Stretching their strings
Through helping out in schools and wider repertoires, orchestras bond with communities
Willem Wijnbergen is an impatient man, which is fortunate, since time is not on his side.
A decade ago, culture mavens were crying that the symphony was dead. Since 1990, nationwide symphony attendance has continued to slip 0.4 percent every year. The new director of the Los Angeles Philharmonic (in what some have dubbed a fool's errand - selling classical music here in the belly of the mass-entertainment beast) wants to buck that trend by broadening the orchestra's audience and reach.
"If they don't like the core classical music," maestro Wijnbergen muses, "people feel outside the orchestra. We don't need to change what we are, but we must expand our abilities and reach into the community."
In announcing a wide range of new programs from jazz to world music to film-music concerts, Wijnbergen joins what observers are calling a slow, but profound transformation of the symphony orchestra.
In the United States, the 800 or so large, medium, and small ensembles from San Diego to Bar Harbor, Maine, are shifting from the domain of the elite to a wide-reaching community resource.
A lost generation
The change isn't coming a moment too soon, says Wijnbergen, a native of Amsterdam and former director of the Royal Concertgebouw Orchestra there. "We are losing an entire generation of people with no exposure to classical music," he warns.
Michael Steinberg, lecturer and author of "The Symphony: A Listener's Guide" (Oxford University Press), agrees, pointing out that today's under-30 generation is the first in more than a century to grow up with little if any contact with classical music. "The main challenge for the classical music community as a whole," Mr. Steinberg says, "is to find a way to make up for the disappearance of the classical-music experience for school kids."
The St. Louis Symphony Orchestra has become a national model for how institutions can work together to engage children. Five years ago, the orchestra, the second-oldest symphony in the US, took over an ailing community music school. The musicians taught classes, the students began performing, and the orchestra developed a new outlook, seeing itself as both a community resource and a source of entertainment.
Executive director Don Roth says it was not enough that the St. Louis Symphony was winning Grammies and touring the world.
"We've discovered that it isn't enough to be honored," he says. "We realized that wasn't a sufficient [community] use of our most basic resource, namely well over 90 highly talented and motivated individuals."
Mr. Roth says his orchestra has begun to operate around three principles:
Meet community needs. The orchestra has shifted focus from solely attracting audiences to looking at how its resources match the needs of its neighbors. For instance, the symphony's community-partnership program offers musicians the choice of two or three weeks off in exchange for working in schools.
Partner with other institutions. Exchanging ideas can help work on mutual goals, like fund-raising.
Redefine the role of musicians. Players have to take their individual place in the community, helping to shape the orchestra's activities. They are more than "just" performers.
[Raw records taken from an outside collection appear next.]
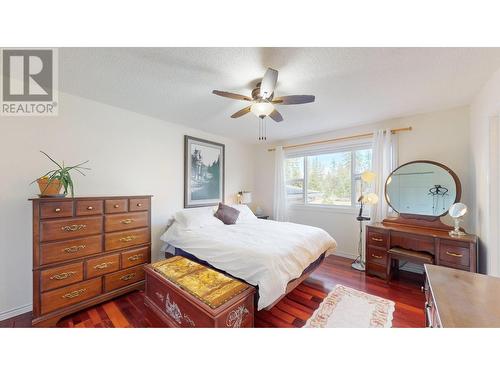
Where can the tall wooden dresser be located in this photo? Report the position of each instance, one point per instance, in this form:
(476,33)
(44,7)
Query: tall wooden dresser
(87,250)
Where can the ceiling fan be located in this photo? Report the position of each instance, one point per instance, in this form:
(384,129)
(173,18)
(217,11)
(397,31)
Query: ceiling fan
(262,103)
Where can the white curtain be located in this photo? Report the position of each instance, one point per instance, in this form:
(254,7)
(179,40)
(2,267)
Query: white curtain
(384,161)
(279,208)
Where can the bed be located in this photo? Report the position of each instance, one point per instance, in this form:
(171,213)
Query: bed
(273,256)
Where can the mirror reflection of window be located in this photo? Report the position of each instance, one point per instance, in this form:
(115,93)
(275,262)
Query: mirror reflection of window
(421,188)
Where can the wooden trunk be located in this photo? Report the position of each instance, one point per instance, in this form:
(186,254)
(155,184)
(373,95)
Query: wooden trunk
(178,308)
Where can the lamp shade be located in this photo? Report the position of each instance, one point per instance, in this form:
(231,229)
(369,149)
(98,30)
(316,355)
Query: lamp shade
(262,108)
(245,197)
(370,199)
(368,176)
Roth points out that since 1995, when the symphony began to work with the music school, annual giving to the symphony has blossomed from $3.5 million to $6 million. "I don't believe that a St. Louis Symphony that was only interested in [performing at] Carnegie Hall could've done that," he says.
Many orchestras have offered summer pops programs for decades not to mention children's programs and guest performers. What is changing now are attitudes, says Charles Olton, director of the American Symphony Orchestra League. A decade ago when an alarming number of symphonies were going bankrupt, many that survived did so only by innovating.
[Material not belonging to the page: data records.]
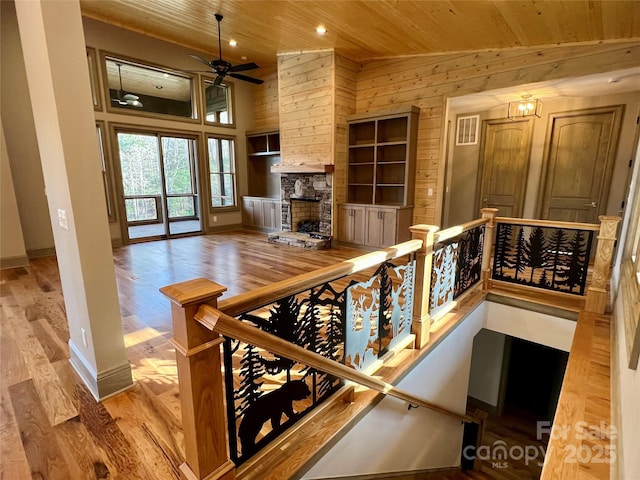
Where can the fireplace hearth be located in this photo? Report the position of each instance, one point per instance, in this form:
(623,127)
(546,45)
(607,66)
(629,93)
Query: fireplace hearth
(306,210)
"A lot of orchestras are beginning to find new ways to connect to the people upon whom they depend," Mr. Olton explains. "That's really good news because it has meant they've had to think more broadly about audiences."
In Los Angeles, the three-month summertime concerts by the L.A. Philharmonic at the Hollywood Bowl account for more than 50 percent of ticket sales. In addition, musicologist Tom Schnabel spearheads a new summer world-music program. He wholeheartedly agrees that there's a need to redefine what music means to a community and plans to find ways to reach out to this sprawling urban region, home to no fewer than 83 languages.
'A broader vision of what classical is'
Is this simply more tinkering? "We're finally getting away from old formulas," Mr. Schnabel says. Pointing to a summer schedule full of exotic-sounding programs, he adds, "What we hope to do is embrace a broader vision of what classical music is by drawing on the classical traditions of Morocco, Bulgaria, Spain, and the like."
John Clayton, whose ensemble will be the linchpin of the Philharmonic's expanded commitment to jazz, points out that his involvement will run throughout the year and will help underline the presence of serious musicians in the city. "This is a about a larger sense of family," he says.
Ever since passage of budget-cutting Proposition 13 in 1978 put arts programs in the luxury category, the job of putting classical music together with California's schoolchildren has been a tough one. Those cuts were mirrored nationwide.
Recent research showing that musical training enhances academic performance may change that trend, Steinberg says.
Drawing students to music because it will help them get ahead is "like a form of bribery," he sighs. But "perhaps that's all right, because getting them in the tent is most of the job, isn't it?
"The music can take over from there."